In April of this year, an investigation was published in the journal Science that illustrates the effect of the microbiome on susceptibility to allergies, at least in mice. Richard S. Blumberg and his colleagues from Harvard University raised mice that were completely germ-free. These animals showed a pronounced tendency to develop allergic asthma and intestinal inflammation. "The immune system of mammals is widely stimulated with the initial contact with microorganisms in the neonatal stage," explain the researchers, citing previous studies. They further mention that this early contact with microbes in newborn mammals strengthens the immune system and has a lasting effect. For example, as mentioned by López Munguía, there is a strong relationship between early microbial exposure and resistance to asthma and inflammatory bowel disease.

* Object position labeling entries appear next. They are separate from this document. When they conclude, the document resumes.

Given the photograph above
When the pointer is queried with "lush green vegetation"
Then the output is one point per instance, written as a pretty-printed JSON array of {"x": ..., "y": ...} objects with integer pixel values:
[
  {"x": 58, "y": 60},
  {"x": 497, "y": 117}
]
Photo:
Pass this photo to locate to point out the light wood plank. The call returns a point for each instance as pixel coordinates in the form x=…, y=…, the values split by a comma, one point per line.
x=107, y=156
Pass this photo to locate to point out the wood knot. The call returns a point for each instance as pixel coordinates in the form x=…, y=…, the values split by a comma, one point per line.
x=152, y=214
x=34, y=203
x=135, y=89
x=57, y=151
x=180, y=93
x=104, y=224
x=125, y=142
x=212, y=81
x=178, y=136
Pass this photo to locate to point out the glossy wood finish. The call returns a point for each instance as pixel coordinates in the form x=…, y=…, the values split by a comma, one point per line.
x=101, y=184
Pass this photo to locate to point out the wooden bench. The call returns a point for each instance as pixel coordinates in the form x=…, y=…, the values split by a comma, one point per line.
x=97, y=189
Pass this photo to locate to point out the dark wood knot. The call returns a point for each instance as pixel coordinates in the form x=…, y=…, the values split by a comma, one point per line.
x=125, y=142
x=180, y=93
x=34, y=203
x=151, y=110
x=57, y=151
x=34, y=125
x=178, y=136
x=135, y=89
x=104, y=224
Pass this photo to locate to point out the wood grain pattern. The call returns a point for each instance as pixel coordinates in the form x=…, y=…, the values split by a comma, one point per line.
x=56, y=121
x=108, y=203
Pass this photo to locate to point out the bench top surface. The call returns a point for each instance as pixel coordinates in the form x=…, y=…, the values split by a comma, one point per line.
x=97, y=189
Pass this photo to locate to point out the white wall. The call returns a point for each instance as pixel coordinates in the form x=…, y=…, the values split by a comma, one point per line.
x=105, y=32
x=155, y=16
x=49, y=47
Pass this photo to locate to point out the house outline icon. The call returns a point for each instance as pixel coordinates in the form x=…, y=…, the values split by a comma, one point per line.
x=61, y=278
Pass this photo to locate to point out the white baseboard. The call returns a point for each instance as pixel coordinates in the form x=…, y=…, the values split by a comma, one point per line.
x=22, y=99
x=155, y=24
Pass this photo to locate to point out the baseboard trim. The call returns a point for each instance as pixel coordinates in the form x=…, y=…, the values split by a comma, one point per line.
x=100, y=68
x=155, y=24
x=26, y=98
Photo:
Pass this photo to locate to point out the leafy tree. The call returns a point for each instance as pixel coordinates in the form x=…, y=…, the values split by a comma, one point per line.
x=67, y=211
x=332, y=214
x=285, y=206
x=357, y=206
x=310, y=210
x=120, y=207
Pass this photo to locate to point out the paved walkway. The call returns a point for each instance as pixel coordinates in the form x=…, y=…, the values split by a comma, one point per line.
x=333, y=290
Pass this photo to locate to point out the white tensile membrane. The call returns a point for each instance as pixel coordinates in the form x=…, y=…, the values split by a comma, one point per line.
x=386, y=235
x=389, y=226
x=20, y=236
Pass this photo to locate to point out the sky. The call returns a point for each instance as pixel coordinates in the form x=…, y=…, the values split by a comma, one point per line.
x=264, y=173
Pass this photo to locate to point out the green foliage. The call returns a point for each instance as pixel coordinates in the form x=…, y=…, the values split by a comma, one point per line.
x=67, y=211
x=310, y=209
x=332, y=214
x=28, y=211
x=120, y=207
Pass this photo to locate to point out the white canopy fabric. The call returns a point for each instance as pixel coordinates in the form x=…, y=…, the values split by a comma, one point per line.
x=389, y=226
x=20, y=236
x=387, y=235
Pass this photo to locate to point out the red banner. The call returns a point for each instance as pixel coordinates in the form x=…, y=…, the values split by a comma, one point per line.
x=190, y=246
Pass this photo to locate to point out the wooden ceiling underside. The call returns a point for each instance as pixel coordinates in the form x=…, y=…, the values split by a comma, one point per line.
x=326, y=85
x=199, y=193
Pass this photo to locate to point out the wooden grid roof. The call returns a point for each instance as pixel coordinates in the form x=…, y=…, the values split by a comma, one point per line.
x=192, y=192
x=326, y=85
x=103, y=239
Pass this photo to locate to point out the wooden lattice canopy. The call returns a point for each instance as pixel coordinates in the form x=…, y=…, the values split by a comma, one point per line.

The microbiome regulate weight

Other research has linked the composition of our microbiota to obesity and diabetes. Dr. López Munguía points out that the microbiota of different individuals, such as children, adults, thin people, and obese individuals, has been characterized, and it has been found that the profiles differ based on these factors. While human DNA is 99.9% similar, in terms of the microbiome, we are only about 10% similar compared to another person.

Microbiome studies can determine with 90% accuracy, using stool samples, whether a person is lean or obese, while genome studies can only determine this with 60% certainty.

If antibiotics are given to a baby in the first six months of life, they have a higher likelihood of becoming obese compared to those who do not receive antibiotics. This can also increase the risk of irritable bowel syndrome, heart diseases, certain types of cancer, among others.

A study in mice demonstrated that depending on the bacterial flora they have, they will absorb nutrients differently and it will control the mouse's appetite, which determines its weight. If the mice were given the microbiome of malnourished African children, they lost a significant amount of weight.

Anxiety, Mood, and Emotions

With a normal microbiome, there are balanced levels of bacteria that support cognitive and emotional capacities. However, when there is an imbalance and an overgrowth of bacteria, inflammation increases, leading to disturbances in emotional perceptions, as well as altered behavior and reasoning.

How does the gut flora affect the brain?

  • Through the Vagus Nerve, the intestine activates the vagus nerve that reaches up to the brainstem. Lactobacillus rhamnosus bacteria affects depressive behavior in mice.

  • Through the Immune System. 80% of immune cells reside in the intestine. Abnormalities here have an impact on neurological disorders. Bacteroides fragilis, when applied, becomes more resistant to multiple sclerosis, for example.

  • Through the Endocrine System, the intestine produces neuropeptides and neurotransmitters.

  • Through the metabolites produced in the intestines.